Effectively not much changed (with two important differences):
Before C++23 the first translation phase defined that any character in the source file that isn't an element of the basic source character set (which is a subset of the ASCII character set) was to be mapped to a universal-character-name, i.e. it would be replaced by a sequence of the form \UXXXXXXXX
where XXXXXXXX
is the number of the ISO/IEC 10646 (equivalently Unicode) code point for the character.
Then when writing a character literal 'X'
where X
is replaced with a character that is not in the basic source character set you would get '\UXXXXXXXX'
after the first translation phase and then the c-char -> universal-character-name grammar applied.
So you could always write non-ASCII characters in a character literal, assuming the source encoding permitted to write such character. Source file encoding and supported source characters outside the basic source character set were implementation-defined as the source character set (encoding). Regardless of source character set, you could already write any Unicode scalar value directly into a character literal with a universal character name.

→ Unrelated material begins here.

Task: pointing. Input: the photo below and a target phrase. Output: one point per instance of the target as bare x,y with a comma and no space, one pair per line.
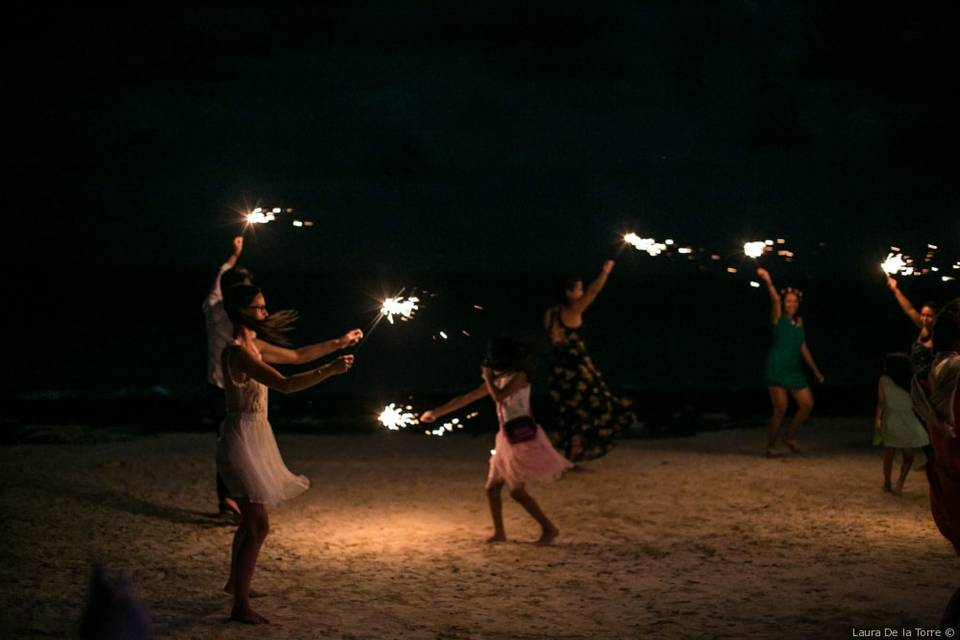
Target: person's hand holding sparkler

How this character literal will then behave is a different question, because the encoding used for to determine the value of the char
from the universal-character-name (or any character of the basic source character set) is implementation-defined as well (the execution character set encoding in C++20 or ordinary literal encoding in C++23). Obviously if char
is 8bit wide it can't represent all Unicode scalar values. If the character was not representable in char
, then the behavior was implementation-defined.
The changes for C++23 are now that support for UTF-8 source encoding became mandatory, implying support for all Unicode scalar values in the source file, (although other encodings can of course also be supported) and that the first phase was changed, so that instead of rewriting everything to the basic source character set via universal character names, now the source characters are mapped to a translation character set sequence which is essentially a Unicode scalar value sequence. Unicode code points that are not Unicode scalar value, i.e. surrogate code points, aren't elements of the translation character set (and can't be produced by decoding any source file).

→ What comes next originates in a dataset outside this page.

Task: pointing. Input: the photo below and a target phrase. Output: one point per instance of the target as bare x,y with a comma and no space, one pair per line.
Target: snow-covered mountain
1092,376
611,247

Therefore, in C++23 when getting to the translation phase where the character literal's value is determined, a single Unicode scalar value in the source file matches the basic-c-char grammar as you showed in your question.

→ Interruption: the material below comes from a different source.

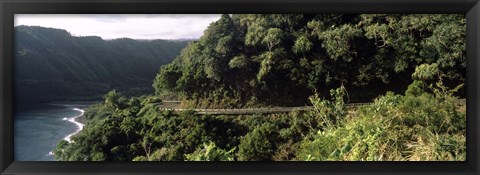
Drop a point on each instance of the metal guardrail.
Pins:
(262, 110)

The value of the character literal is still determined as before by implementation-defined encoding. However, in contrast to C++20, the literal is now ill-formed if the character is not representable in char
via this encoding.
So the two differences are that UTF-8 source file encoding must be supported and that a single source character (meaning a single Unicode scalar value) in the character literal that is not representable in the implementation-defined ordinary literal encoding will now cause the literal to be ill-formed instead of having an implementation-defined value.
Analogously to the above, string literals (rather than character literals) haven't really changed either. The encoding is still implementation-defined using the same ordinary literal encoding and primarily only the internal representation in the translation phases changed. And in the same way as for character literals, with C++23 the literal becomes ill-formed if a character (i.e. translation character set element or Unicode scalar value) is not representable in the ordinary literal character encoding. However that encoding may be e.g. UTF-8, so that a single Unicode scalar value in the source file may map to multiple char
in the encoded string, as has always been the case.